The takeaway: Still, just lay down the seat cover, if only for peace of mind.

Can certain sex positions cause UTIs?

Short answer: Yes.

Long answer: Any sort of penetrative sex ups your odds, but certain sex positions do put you at higher risk for a UTI. Anal sex can notably increase your odds of getting a UTI because E. coli bacteria that live in the anus can easily travel elsewhere. And any positions that involve a lot of back-and-forward motion or entrance from behind (like doggy style or reverse cowgirl) can up your odds too.

The takeaway: If you’re having anal sex, make sure not to switch directly to vaginal penetration after.

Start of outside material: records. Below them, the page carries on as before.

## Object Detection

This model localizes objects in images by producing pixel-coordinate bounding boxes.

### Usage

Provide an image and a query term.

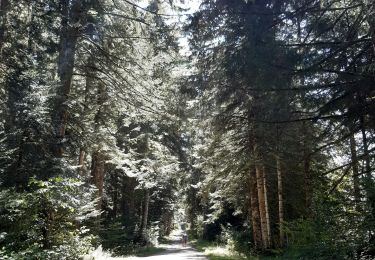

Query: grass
[134,246,166,257]
[190,239,296,260]
[190,239,251,260]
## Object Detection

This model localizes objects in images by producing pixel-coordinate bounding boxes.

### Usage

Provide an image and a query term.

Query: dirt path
[110,232,208,260]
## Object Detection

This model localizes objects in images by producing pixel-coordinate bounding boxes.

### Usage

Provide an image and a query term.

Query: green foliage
[0,177,97,259]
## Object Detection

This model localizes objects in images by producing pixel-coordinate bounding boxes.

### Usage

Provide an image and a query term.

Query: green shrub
[0,177,98,259]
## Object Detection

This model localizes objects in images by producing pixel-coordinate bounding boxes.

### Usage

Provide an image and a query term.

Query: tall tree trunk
[53,0,89,157]
[254,147,269,249]
[360,115,375,222]
[349,130,361,211]
[249,167,262,249]
[78,147,86,175]
[0,0,9,53]
[262,164,271,247]
[91,151,105,209]
[139,189,150,238]
[302,122,312,218]
[276,155,284,247]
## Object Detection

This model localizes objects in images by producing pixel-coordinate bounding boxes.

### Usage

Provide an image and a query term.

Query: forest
[0,0,375,260]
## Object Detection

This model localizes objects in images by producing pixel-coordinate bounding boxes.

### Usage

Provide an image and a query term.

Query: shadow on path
[114,231,208,260]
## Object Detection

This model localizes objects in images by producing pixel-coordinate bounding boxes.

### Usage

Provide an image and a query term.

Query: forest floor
[95,231,208,260]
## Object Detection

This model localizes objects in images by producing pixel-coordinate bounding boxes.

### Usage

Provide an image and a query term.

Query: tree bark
[249,167,262,249]
[302,122,313,218]
[349,130,361,210]
[360,115,375,218]
[276,155,284,247]
[0,0,9,53]
[139,189,150,238]
[78,147,86,175]
[91,151,105,209]
[262,164,271,247]
[53,0,89,157]
[254,147,269,249]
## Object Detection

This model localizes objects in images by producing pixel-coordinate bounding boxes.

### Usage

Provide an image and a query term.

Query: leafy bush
[0,177,98,259]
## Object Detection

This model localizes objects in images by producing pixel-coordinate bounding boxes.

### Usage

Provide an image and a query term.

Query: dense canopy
[0,0,375,259]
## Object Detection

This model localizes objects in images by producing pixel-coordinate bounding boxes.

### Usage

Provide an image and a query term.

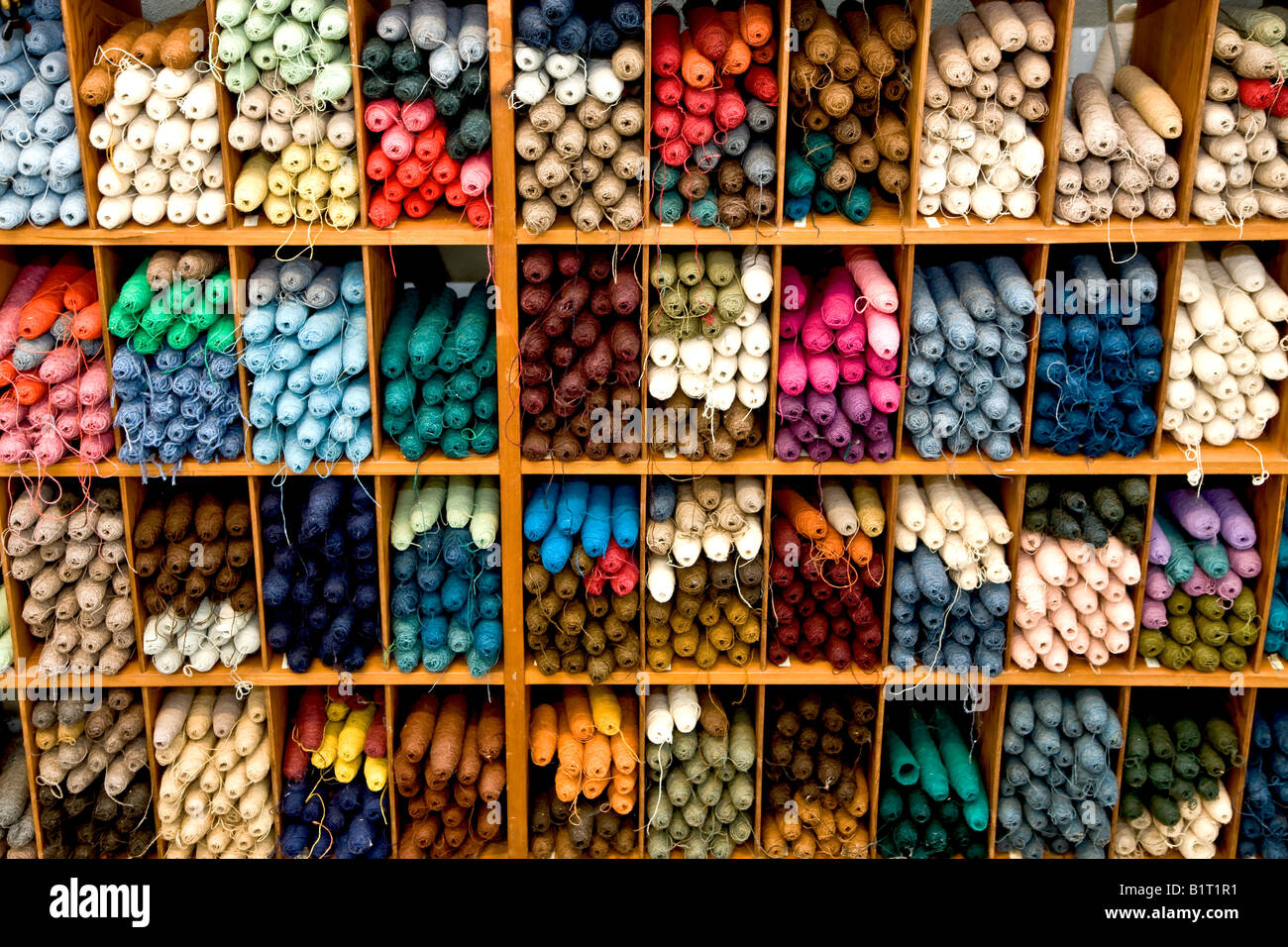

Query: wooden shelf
[0,0,1288,858]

And, as usual, always pee after sex — and drink Uqora.

Can coconut oil as a lube cause a UTI?

Short answer: Probably not.

Long answer: Coconut oil is often touted as a natural antibacterial and antifungal (though the science is fuzzy on this one). So it might actually sound like a great option if you suffer from UTIs, yeast infections, or other vaginal infections. But that hasn’t been proven. And if it was the case, we’d recommend against it anyway, because introducing any sort of antibacterial agent to the vulva could mess with vaginal flora and cause more problems. However, double-dipping is a very real problem with coconut oil or any substance that comes in a tub. If you’re sticking your fingers into it over and over, you’re introducing bacteria that could, in fact, cause a UTI when transferred to your skin.

The takeaway: If you like it, go for it. It’s better than using a synthetic lube. Just avoid dipping your fingers directly into the container.